Rarovera Blog

By hello
•
October 3, 2021
IT leaders are in a strong position after digital initiatives saved many businesses. But now, what businesses are asking for is evolving again. Digital Transformation has helped companies become more flexible and resilient in the face of worldwide recession, leaving the more digitally mature among them better placed to prosper in the post-pandemic era . After years of being promoted, piloted and implemented with varying degrees of urgency and success in organizations, digital transformation enabled a rapid pivot to remote working and put the digitization of business processes, including customer and employee experience ( CX and EX ), to a serious stress test.
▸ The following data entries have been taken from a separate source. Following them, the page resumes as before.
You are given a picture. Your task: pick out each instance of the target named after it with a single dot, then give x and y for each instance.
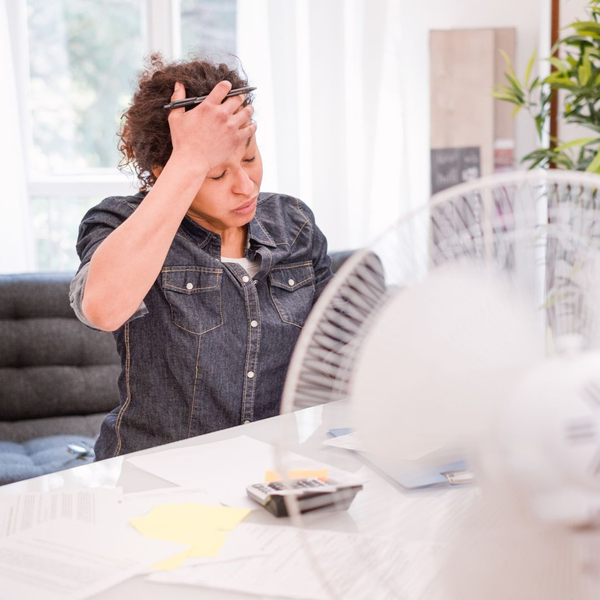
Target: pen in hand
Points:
(199, 99)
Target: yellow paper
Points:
(297, 474)
(203, 527)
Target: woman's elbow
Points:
(100, 316)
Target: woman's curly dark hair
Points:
(144, 136)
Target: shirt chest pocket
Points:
(194, 295)
(293, 291)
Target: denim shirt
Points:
(209, 347)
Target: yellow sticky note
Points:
(297, 474)
(204, 528)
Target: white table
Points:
(380, 509)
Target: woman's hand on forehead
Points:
(209, 133)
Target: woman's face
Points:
(227, 198)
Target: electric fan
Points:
(470, 329)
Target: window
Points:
(79, 60)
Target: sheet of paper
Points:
(19, 512)
(138, 504)
(223, 469)
(202, 528)
(350, 441)
(70, 560)
(318, 565)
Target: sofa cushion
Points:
(51, 365)
(28, 429)
(41, 456)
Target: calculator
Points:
(311, 493)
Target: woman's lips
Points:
(246, 208)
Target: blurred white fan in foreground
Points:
(472, 326)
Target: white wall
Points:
(414, 20)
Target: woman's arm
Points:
(126, 264)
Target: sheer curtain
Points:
(329, 108)
(16, 230)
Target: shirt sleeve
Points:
(98, 223)
(321, 261)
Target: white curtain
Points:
(16, 228)
(329, 107)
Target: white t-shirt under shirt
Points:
(252, 267)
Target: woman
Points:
(205, 282)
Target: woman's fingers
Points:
(178, 94)
(218, 93)
(243, 115)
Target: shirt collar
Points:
(258, 233)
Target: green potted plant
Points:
(576, 70)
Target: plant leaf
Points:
(594, 166)
(558, 64)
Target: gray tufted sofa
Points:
(58, 378)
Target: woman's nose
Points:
(243, 184)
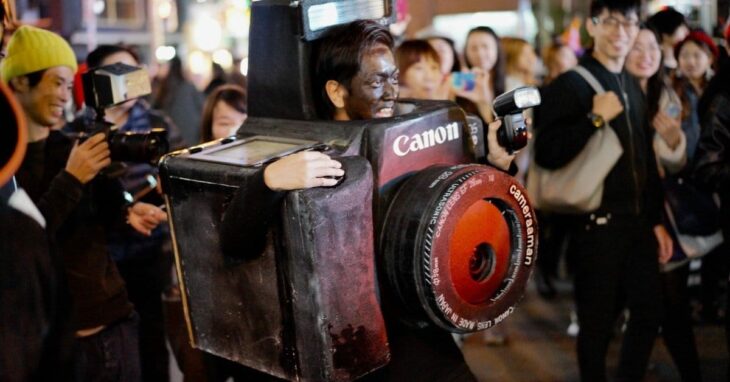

In its IT Spending & Staffing Benchmarks 2021/22 report, market research firm Computer Economics described technology's role in the rapid recovery from the pandemic as "nothing short of a miracle". Digital transformation passed the test, it seems. Going forward, Computer Economics suggested that the "low-hanging fruit" in cloud migration is now picked and that "We are now in the stage of digital transformation where we are not just replacing existing tools -- we are now enhancing them." In this article we'll examine where digital transformation is likely to go next. What the analysts say ... Towards the end of 2020, in the grip of the pandemic and with vaccine deployment still to come, IDC published its predictions for digital transformation (DX) for 2021 and beyond. The headline prediction was that direct DX investment will total over $6.8 trillion between 2020 and 2023 -- a compound annual growth rate (CAGR) of 15.5%. IDC says that that translates into nearly two-thirds (65%) of global GDP being digitalized by 2022. By 'digitalized', the analyst firm means "the inherent value that digital brings to existing products and additional digital services that companies might offer," explained Bob Parker, senior vice president at IDC, in an accompanying webcast . "This is why digital transformation is really a CEO priority -- more so than a CIO priority," Parker added.